Psychologist Carol Dweck has done research on the concept of “mindset” in humans, and she’s determined that those who seek growth and progress are happier, more fulfilled, and actually achieve more than those focused on quick wins. Turn that idea to the world of cloud security and you’ll see that the same thing applies; a strategy and path centered on growth will ultimately yield better and more sustainable results.
Cloud environments are dynamic and constantly changing, as are other elements of your IT infrastructure. Those responsible for security therefore have a mandate to stay continuously vigilant in identifying and guarding against vulnerabilities. Hackers keep creating new ways to ply their trade, so security efforts can never stop. While that definition may draw parallels to Sisyphus and the boulder he was condemned to keep pushing up a hill, your cloud security and compliance efforts can, with the right approach, show demonstrable progress towards less risk over time and a more controlled overall environment.
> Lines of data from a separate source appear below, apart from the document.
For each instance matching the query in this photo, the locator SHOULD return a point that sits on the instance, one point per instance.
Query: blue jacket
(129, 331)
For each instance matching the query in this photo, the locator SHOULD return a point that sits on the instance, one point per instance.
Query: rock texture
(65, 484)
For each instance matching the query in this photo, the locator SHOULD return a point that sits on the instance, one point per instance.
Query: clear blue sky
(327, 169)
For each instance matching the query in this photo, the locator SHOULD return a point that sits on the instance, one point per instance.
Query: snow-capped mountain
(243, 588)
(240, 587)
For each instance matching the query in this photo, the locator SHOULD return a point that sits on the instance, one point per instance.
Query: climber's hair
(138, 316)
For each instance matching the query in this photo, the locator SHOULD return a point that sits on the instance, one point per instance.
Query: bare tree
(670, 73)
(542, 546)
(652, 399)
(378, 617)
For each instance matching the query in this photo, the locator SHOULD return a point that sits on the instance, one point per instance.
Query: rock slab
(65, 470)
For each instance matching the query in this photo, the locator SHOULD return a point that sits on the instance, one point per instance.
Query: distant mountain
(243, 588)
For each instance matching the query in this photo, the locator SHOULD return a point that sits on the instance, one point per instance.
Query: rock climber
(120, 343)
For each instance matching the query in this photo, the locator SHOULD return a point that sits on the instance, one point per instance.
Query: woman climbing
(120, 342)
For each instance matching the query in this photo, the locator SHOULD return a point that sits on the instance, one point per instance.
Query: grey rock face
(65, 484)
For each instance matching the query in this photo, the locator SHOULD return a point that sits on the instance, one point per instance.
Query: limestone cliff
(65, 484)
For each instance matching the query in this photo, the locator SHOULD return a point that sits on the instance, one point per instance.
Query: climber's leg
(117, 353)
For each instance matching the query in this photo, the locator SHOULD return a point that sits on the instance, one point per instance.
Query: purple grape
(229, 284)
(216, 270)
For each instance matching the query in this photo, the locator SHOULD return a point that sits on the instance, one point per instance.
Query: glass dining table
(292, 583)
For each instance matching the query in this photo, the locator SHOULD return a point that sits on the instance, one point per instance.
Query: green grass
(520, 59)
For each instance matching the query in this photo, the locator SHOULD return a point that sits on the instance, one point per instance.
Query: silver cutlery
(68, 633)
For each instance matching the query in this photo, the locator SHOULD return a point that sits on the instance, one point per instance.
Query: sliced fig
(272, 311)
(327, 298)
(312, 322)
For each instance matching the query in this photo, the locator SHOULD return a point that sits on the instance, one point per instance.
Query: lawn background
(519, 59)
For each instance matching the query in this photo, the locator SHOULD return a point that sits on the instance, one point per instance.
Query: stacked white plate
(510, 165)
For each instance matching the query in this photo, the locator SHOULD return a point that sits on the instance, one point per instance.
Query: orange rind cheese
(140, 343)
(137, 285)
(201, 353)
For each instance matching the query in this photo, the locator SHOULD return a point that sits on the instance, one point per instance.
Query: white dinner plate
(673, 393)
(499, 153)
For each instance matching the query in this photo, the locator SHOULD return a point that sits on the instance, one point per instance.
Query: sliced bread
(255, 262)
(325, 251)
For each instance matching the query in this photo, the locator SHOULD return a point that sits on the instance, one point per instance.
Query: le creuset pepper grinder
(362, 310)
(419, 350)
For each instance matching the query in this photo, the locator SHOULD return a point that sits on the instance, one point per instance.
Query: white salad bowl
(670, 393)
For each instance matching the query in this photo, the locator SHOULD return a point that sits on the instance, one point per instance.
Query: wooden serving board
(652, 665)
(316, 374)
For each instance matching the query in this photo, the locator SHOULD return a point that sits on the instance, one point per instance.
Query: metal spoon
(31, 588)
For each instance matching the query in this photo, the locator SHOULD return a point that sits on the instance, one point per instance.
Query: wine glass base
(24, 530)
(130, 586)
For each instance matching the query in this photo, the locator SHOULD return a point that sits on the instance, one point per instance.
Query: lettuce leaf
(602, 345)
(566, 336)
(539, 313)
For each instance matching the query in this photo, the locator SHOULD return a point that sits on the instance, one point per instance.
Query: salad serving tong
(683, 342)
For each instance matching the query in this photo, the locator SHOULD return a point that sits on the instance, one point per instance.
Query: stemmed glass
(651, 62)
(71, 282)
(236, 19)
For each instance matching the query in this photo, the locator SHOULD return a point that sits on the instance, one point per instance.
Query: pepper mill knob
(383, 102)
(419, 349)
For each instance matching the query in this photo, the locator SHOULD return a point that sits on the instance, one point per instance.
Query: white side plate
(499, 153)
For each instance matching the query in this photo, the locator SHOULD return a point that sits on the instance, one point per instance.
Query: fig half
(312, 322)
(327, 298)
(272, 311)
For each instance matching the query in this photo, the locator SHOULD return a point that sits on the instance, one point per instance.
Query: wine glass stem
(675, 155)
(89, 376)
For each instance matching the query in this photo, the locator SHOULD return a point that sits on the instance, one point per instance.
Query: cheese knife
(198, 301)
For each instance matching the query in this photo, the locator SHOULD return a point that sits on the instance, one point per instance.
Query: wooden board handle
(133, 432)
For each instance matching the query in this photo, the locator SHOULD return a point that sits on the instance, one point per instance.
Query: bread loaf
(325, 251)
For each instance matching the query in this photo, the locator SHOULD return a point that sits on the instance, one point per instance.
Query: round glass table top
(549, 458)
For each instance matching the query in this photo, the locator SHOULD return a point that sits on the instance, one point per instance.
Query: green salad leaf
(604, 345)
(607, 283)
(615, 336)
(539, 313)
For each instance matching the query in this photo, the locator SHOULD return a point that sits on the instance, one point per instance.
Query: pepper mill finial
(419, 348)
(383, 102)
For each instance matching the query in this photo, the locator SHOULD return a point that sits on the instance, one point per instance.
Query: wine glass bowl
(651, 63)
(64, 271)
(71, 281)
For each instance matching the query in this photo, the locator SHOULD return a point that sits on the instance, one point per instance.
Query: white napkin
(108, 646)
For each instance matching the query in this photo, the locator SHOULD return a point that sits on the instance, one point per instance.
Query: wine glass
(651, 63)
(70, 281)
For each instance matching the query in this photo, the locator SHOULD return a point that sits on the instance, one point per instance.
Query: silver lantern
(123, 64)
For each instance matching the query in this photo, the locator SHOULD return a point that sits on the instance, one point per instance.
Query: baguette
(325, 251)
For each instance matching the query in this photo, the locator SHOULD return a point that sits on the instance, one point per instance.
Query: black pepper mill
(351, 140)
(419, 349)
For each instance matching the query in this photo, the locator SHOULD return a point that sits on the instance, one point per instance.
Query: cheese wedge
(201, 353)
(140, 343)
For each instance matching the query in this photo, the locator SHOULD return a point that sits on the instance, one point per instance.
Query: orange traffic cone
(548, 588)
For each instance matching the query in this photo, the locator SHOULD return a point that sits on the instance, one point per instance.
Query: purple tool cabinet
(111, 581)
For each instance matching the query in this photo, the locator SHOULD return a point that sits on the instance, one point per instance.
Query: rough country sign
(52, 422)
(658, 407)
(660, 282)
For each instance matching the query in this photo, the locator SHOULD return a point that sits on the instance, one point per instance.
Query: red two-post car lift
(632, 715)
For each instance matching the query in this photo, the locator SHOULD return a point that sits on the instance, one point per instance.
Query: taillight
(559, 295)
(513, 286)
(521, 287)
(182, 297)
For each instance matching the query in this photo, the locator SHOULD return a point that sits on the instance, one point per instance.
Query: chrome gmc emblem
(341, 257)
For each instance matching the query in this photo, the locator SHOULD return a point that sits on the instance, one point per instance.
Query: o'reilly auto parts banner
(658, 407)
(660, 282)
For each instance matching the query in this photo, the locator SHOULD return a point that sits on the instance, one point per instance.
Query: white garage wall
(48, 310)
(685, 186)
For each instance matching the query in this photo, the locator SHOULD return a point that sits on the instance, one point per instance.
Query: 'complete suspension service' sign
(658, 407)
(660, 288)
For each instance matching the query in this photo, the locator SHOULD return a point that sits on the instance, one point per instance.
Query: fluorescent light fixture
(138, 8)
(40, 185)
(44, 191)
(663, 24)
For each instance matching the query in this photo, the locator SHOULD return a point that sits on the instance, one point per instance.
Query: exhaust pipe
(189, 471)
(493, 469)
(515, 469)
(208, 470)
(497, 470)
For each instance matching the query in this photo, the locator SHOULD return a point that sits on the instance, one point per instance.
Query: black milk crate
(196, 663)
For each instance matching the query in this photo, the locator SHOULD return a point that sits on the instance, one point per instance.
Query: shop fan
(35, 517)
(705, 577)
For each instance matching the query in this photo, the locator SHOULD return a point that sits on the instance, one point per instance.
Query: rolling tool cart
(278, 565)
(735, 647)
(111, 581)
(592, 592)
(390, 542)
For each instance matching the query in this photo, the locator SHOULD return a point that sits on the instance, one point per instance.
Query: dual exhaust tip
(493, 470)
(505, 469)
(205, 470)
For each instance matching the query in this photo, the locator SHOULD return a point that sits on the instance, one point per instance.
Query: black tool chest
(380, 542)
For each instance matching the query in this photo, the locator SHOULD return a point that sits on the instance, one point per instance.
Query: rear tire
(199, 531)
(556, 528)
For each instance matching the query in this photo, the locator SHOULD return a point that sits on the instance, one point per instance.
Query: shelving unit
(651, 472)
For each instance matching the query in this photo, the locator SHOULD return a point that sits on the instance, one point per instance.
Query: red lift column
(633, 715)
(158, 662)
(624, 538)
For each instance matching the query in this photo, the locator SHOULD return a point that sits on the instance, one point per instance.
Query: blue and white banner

The Evident Security Platform (ESP) is continuously monitoring AWS and Azure accounts so you have a picture of your cloud security status. It’s highly visual and you can see how your accounts, regions, controls, and signatures are performing against expectations and best practices. Controls that register in green are passing and therefore being managed correctly. Red controls indicate issues, and automated alerts with remediation steps are immediately delivered to the appropriate people. For those who are struggling with this concept, you want more green than red.
In the cloud, it’s the constant change that prevents you from being always green. But then, to achieve a perfect score would require you to essentially freeze your cloud, and that defeats the whole purpose of operating in a highly connected, agile, and dynamic environment. But if adhere to Professor Dweck’s idea of growth, you can use ESP as a way to constantly improve your security posture and measure progress towards better control. To do that requires that you and your team to apply some discipline and best practices in order to use ESP as both a yardstick for your performance, and a way to ensure you are truly growing in your ability to limit the risk of your cloud and data.
Growth towards a more secure cloud will be unique to each organization, but these are some steps you can take to help you and your team demonstrate growth and progress:
Create an action plan
The first question you need to ask is, “What do you want to achieve as a security team and how can ESP help me get there?” A lot more green is kind of a goal, but it doesn’t address the specifics of your actual environment. Instead, start by prioritizing your risks and move forward with a plan to resolve them according to importance. If you build requirements around these priorities, it will keep you and your team on track and the positive feedback loop you’ll see from ESP report histories should clearly identify the improvement in the overall health of your security posture.
Start with the CIS benchmark
The CIS AWS Foundations Benchmark can be a great starting point as it provides the framework for AWS security best practices that go beyond AWS out-of-the-box controls. These should mostly align with the typical enterprise’s high priority issues, but the standard itself provides a commonly-accepted and understood framework against which your team’s efforts can quickly start to see progress.
S3 bucket fitness
Far too many major enterprise breaches have been caused by poorly configured and managed AWS S3 buckets. With that knowledge, it’s important to recognize how quickly lack of oversight of S3 buckets can create high risk situations. A good way to measure growth towards a more secure cloud is by applying remediation according to AWS S3 bucket fitness reports and measuring progress as controls move from any risk state (high, medium, or even low risk) to a passing score and the coveted green button.
Within the ESP dashboard is the ability to view and identify risk status for all signatures of your cloud as well as custom ones you created. As more of these move from a risk status to a passing status, so too does your organization’s overall security posture become less vulnerable. The signatures reports will constantly change as more are created and adopted; seeing a progression away from signatures that are risky is an important metric towards a desirable cloud.
Track project goals and assign KPIs
While seeing your reds turn to greens is a great way to demonstrate success, we recognize that some controls and signatures are fine with a medium risk score, or some aren’t worthy of any attention beyond their current state. The better way to grow is by attaching KPIs to growth in areas like region, severity, signatures and timeframes. Know what you want to measure, an accepted timeframe for resolution, and then use ESP history reports to identify success in terms of growth and, ultimately, a more secure environment.
There’s long been a notion that the cloud frees IT departments from regular management work. To the contrary, the cloud is complex and requires rigorous oversight and management; it’s the pay off for all its advantages. But that complexity need not prevent an organization from having control over their resources and data. It’s certainly not a one-and-done proposition, but rather, something that is addressed and managed continuously. By approaching it with a growth mindset, you and your team will know what to emphasize, when to work on it, and how to measure progress.